A few days after the tests he was at work and started feeling some pains in his arm. Knowing Phil, he probably didn’t want to go to the hospital. I can hear him now: “C’mon I’ve got no time to sit around waiting for hours to hear some doctor tell me what I already know. I’m fine. Probably gas or a little heartburn.” Sure. He didn’t want to cause any fuss and likely wanted to scout some turkey haunts with his teenage son that night. He’s stubborn alright. But, that’s what makes Phil, well, Phil. But that’s not why I’m mad at him.
Phil died the next morning of an apparent heart attack. He was 50. That’s why I’m mad at him.
I’m mad because I won’t hear him tell his awful jokes. I’m mad because I’ll miss our Monday morning debates over the Packers’ playcalling on Sunday. I’ll miss hearing his tales and his listening to mine of food plots, big-racked bucks and the thrill of losing a big musky at boatside. I’m mad because he leaves two sons without a friend and mentor and a young widow without her soul mate. That’s why I’m mad. But you know what makes me even madder? I know at least 20 more “Phil’s” in our industry who likely wouldn’t have taken the time to get those pains checked out themselves. Or, schedule a complete physical, or get a colonoscopy or a prostate exam. The list goes on. My anger wells.

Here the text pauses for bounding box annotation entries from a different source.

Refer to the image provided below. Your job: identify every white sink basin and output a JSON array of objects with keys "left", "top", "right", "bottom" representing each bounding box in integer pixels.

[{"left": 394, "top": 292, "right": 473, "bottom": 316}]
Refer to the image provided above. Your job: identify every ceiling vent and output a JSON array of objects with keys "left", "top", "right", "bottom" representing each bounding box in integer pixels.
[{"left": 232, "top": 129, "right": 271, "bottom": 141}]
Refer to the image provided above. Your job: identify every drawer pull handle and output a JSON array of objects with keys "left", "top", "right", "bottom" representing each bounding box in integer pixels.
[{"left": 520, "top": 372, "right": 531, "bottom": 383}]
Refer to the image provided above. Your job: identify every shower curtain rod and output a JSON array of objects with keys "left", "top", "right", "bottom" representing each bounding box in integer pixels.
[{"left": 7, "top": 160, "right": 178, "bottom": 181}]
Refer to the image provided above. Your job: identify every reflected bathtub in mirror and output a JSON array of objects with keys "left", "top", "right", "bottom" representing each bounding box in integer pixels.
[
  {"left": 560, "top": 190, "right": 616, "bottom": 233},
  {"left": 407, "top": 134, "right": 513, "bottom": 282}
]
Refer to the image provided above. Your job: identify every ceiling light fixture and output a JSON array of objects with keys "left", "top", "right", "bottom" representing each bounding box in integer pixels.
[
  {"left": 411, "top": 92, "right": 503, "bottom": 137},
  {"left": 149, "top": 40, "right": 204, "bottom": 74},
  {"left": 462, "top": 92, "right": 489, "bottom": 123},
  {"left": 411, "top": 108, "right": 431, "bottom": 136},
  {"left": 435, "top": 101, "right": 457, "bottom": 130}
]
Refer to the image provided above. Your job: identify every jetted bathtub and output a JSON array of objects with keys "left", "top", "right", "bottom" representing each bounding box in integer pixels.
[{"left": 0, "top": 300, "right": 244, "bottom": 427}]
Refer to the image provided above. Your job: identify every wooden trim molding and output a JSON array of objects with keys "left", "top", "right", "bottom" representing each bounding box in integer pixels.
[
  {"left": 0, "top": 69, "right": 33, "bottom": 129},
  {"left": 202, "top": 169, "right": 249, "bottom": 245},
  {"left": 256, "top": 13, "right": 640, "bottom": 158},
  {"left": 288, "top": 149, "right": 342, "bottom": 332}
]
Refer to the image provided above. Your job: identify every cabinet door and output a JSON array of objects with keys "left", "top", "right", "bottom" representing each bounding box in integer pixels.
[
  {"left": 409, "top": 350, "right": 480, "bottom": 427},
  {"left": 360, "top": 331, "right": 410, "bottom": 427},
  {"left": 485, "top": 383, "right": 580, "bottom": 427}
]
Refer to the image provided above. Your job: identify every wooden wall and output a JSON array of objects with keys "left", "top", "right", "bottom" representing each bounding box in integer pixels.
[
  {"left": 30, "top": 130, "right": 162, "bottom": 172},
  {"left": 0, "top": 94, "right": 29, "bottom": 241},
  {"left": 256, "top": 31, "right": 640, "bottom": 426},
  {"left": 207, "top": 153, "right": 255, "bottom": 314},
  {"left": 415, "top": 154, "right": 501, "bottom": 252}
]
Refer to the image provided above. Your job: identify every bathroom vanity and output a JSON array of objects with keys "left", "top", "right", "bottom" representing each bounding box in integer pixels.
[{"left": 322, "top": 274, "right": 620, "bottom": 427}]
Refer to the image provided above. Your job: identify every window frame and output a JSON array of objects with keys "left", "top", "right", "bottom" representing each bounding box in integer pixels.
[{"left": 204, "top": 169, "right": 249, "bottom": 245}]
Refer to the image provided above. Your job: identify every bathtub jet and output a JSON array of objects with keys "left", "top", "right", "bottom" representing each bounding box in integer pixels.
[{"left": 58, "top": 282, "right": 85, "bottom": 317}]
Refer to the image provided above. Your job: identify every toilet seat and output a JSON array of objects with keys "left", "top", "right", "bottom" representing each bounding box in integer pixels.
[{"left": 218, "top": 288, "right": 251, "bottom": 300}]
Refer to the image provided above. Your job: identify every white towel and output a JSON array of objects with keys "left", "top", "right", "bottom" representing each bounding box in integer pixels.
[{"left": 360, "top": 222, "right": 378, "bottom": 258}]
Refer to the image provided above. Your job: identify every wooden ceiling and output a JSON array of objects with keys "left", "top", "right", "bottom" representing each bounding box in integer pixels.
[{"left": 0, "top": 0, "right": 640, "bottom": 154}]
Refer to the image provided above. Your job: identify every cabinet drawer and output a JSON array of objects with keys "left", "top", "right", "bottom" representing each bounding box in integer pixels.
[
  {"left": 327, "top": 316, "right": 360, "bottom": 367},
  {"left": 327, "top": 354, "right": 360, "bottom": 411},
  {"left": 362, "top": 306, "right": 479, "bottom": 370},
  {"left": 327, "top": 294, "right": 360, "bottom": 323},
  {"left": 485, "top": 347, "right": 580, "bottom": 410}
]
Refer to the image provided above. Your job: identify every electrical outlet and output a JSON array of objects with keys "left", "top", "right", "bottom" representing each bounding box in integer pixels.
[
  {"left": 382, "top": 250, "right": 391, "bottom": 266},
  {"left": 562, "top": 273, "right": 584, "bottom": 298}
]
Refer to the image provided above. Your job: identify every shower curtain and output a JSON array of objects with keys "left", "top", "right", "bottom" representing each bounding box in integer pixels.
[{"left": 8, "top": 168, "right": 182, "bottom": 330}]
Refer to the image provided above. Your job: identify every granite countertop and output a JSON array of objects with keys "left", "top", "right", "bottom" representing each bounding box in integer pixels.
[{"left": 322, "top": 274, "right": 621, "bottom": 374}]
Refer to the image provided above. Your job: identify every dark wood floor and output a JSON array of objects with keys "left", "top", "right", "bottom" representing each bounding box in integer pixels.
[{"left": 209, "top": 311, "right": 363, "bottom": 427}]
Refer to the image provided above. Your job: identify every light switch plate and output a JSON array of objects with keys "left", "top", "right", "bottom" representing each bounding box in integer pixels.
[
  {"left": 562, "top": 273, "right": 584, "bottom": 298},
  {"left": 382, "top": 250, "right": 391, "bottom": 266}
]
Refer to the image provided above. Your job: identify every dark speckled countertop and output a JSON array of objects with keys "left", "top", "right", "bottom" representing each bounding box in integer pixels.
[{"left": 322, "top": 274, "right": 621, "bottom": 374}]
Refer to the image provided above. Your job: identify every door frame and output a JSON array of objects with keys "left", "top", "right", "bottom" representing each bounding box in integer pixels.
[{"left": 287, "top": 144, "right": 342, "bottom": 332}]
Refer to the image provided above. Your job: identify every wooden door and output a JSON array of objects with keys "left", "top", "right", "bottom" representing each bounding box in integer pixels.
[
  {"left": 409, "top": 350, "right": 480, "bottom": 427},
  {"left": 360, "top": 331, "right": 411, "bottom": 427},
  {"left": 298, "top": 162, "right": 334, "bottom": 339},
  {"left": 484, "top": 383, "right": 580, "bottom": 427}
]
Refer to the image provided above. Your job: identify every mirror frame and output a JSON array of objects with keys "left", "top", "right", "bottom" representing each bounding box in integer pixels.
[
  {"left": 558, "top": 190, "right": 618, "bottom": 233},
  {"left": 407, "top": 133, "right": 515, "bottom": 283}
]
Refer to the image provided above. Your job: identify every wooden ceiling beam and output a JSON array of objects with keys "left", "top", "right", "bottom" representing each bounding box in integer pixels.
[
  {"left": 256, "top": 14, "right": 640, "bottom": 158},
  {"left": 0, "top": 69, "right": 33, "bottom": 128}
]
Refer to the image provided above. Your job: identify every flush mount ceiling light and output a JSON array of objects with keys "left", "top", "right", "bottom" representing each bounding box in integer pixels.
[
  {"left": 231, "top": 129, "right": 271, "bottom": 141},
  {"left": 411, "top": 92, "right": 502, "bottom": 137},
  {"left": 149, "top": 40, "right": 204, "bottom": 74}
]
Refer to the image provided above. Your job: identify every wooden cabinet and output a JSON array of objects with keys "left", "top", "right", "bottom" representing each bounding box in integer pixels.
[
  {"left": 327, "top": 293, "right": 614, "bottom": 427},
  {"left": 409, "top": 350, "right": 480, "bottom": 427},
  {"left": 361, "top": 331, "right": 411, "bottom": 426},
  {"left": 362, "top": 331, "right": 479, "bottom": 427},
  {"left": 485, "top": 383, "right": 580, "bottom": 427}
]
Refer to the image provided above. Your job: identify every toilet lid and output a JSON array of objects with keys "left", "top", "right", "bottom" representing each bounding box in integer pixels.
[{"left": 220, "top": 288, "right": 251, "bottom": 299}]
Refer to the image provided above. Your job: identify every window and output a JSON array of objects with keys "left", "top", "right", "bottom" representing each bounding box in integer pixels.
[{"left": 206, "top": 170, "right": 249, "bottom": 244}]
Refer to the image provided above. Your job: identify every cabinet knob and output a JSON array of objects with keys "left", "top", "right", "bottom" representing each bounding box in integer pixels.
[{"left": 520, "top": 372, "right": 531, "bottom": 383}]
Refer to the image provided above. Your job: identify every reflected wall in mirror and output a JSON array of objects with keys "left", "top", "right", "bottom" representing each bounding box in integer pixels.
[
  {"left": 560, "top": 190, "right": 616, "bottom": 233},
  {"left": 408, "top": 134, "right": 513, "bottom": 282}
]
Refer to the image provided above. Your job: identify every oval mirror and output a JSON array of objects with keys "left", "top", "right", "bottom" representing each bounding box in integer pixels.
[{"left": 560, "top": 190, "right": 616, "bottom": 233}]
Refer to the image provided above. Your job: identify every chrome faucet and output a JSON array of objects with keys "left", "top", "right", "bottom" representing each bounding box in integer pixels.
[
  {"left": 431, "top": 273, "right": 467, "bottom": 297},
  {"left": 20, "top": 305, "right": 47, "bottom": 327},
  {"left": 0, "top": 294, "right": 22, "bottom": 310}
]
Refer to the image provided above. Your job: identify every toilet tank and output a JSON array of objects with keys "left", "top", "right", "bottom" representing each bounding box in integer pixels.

Does it take time? Yes. Is it inconvenient? You bet. Could it save your life? Definitely. As a three-year survivor of colon cancer, I know the value of early detection. In this issue we pay a lot of attention to improving the quality and the shelf life of our grain. Please, take the time to get yourself checked out and keep me posted on how you’re doing. There are too many great people in this industry and I don’t think I have the energy or desire to get mad all over again, if I heard another story like Phil’s. Take care.